BALTIMORE – A team of physicians and mental health experts at Johns Hopkins Hospital is trying something new: combining mental health services with medical ones. Hospital leadership hopes the experiment will pay off in shorter lengths of stay, lower readmission rates, and better overall patient care.
“We’re still collecting that data,” Melissa Richardson, the hospital’s director of care coordination, said in an interview. “We also will look at the impact on staffing ratios on the units. For example, has the number of patient observers gone down? Has the overall severity of certain cases on the unit been reduced by embedding mental health workers there?”
The medical-surgical mental health team debuted in April, and is separate from the hospital’s other psychiatric services. Comprised of a social worker, a nurse practitioner, a nurse care coordinator, and an attending psychiatrist, the team typically works a regular day shift, beginning each morning with patient chart reviews prepared by medical-surgical personnel. They discuss which patients will be seen by whom, since all team members are trained to do psychiatric evaluations.
Not all medical patients require psychiatric care, but according to the program’s clinical director and attending psychiatrist, Dr. Patrick T. Triplett, up to 38% of all medical admissions have a psychiatric comorbidity. Addressing those comorbidities while patients are in the hospital often leads to improved outcomes.
The team’s social worker connects patients with the appropriate outpatient mental health services in the community, and the team’s nurse care coordinator arranges any necessary transfers from the medical-surgical units to the inpatient psychiatric unit. Dr. Triplett and the psychiatric nurse practitioner are the only two team members who can diagnose and prescribe. Dr. Triplett’s time is billed as consultation services, and the hospital absorbs the cost of the rest of the team, according to Ms. Richardson.
‘Complex medically ill’ patients
As some procedures and medical treatments have shifted to the outpatient setting in recent years, and joint replacements or acute conditions such as myocardial infarctions can be managed successfully in shorter stays, more complicated patients, such as joint replacement patients who develop delirium, have been left on the medical-surgical unit, said Dr. Constantine G. Lyketsos, the Elizabeth Plank Althouse Professor at Johns Hopkins Bayview, Baltimore.

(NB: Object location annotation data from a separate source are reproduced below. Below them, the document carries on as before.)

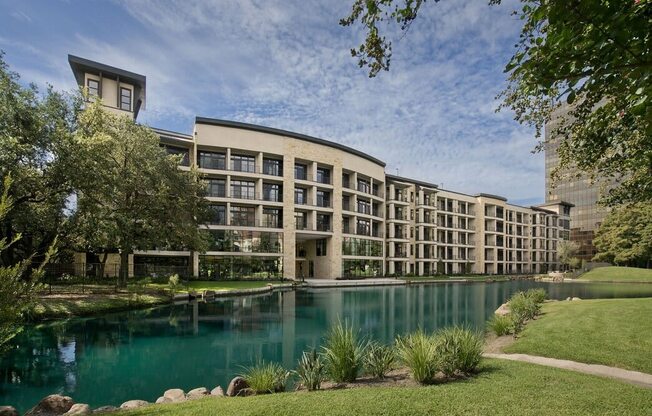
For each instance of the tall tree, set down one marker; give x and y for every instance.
(134, 196)
(625, 236)
(37, 150)
(593, 54)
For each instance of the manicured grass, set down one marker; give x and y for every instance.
(66, 306)
(618, 274)
(200, 286)
(613, 332)
(503, 388)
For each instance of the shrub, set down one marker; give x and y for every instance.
(311, 370)
(537, 295)
(500, 324)
(459, 350)
(343, 353)
(379, 359)
(264, 378)
(417, 351)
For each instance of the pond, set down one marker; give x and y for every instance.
(138, 355)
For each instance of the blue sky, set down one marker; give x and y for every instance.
(286, 64)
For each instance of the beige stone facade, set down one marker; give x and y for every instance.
(291, 205)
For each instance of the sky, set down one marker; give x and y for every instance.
(287, 64)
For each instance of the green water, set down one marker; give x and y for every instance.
(138, 355)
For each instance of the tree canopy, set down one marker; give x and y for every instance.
(591, 54)
(625, 236)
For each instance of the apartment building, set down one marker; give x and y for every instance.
(292, 205)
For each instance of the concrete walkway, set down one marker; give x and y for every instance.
(632, 377)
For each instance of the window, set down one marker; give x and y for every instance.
(272, 192)
(323, 199)
(300, 171)
(212, 160)
(93, 88)
(300, 220)
(323, 222)
(243, 189)
(243, 216)
(217, 214)
(243, 163)
(323, 175)
(216, 188)
(272, 217)
(272, 167)
(300, 196)
(178, 151)
(125, 99)
(364, 186)
(321, 247)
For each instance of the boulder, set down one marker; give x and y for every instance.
(217, 391)
(133, 404)
(503, 310)
(51, 405)
(8, 411)
(162, 400)
(106, 409)
(175, 395)
(78, 409)
(197, 393)
(237, 387)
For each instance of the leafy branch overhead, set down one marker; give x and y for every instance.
(581, 67)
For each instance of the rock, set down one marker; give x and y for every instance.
(217, 391)
(197, 393)
(175, 395)
(503, 310)
(106, 409)
(237, 387)
(162, 400)
(8, 411)
(51, 405)
(133, 404)
(78, 409)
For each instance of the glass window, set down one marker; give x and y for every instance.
(272, 167)
(323, 175)
(216, 187)
(93, 87)
(300, 171)
(272, 192)
(125, 99)
(243, 216)
(243, 189)
(300, 196)
(212, 160)
(323, 199)
(243, 163)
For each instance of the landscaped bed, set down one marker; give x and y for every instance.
(618, 274)
(502, 388)
(613, 332)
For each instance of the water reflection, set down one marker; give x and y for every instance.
(140, 354)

“Also, these days, up to 20% of our admissions are linked to opioids. Then, there are the chronically mentally ill. They tend to be a population with high rates of obesity, smoking, and diabetes, so they end up in the hospital with higher-level, more complicated conditions, that because of the disintegration of the mental health system, receive neither good psychiatric nor outpatient medical care,” Dr. Lyketsos, also chief of psychiatry at Johns Hopkins Bayview, said in an interview.
This surge in the number of complex medically ill patients has led to a growing number of hospitals nationwide calling upon psychiatrists for help in improving overall care. Hopkins is only the latest to join the ranks of other institutions such as Massachusetts General Hospital in Boston, State University of New York Downstate Medical Center in Brooklyn (N.Y.), Dartmouth-Hitchcock Medical Center in Lebanon, N.H., and New York–Presbyterian/Columbia University Medical Center in New York City.

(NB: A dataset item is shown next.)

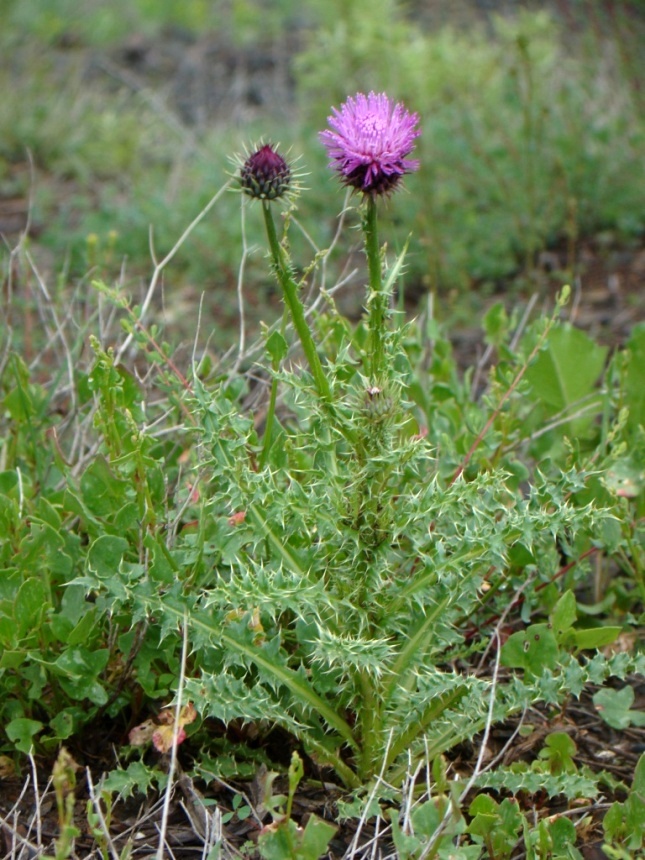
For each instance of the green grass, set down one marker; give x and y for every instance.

The progenitor of this collaborative inpatient care model is Yale New Haven (Conn.) Hospital. The behavioral intervention team (BIT) at Yale New Haven includes nurses, social workers, and psychiatrists who proactively screen for and address behavioral barriers to care for medical patients with a co-occurring mental illness, said Dr. Hochang B. Lee, one of the psychiatrists who helped created the model in 2008. Dr. Lee is Yale’s psychological medicine section chief and director of the school’s Psychological Medicine Research Center. He also is an associate professor of psychiatry and an associate clinical professor of nursing.
“The goal was to create a proactive model of care, not the reactive one that is traditional consultation-liaison psychiatry,” Dr. Lee said in an interview. “Before the BIT model, medical teams often missed behavioral issues or made consultation requests too late in the course of hospitalization to avoid psychiatric crisis.”
LOS, costs reduced
“The hospital is not making money off of us, but they’re losing less money because of us. That’s good!” Dr. Philip R. Muskin, chief of consultation-liaison psychiatry at New York–Presbyterian/Columbia, said in an interview.
Patients at New York Presbyterian have been comanaged since 2004 when, according to Dr. Muskin, a donor gift specifically intended for such a purpose was matched by the hospital’s department of medicine. The unspent money was enough to cover the cost of a consultation-liaison psychiatrist to round full time as an attending with the medical team.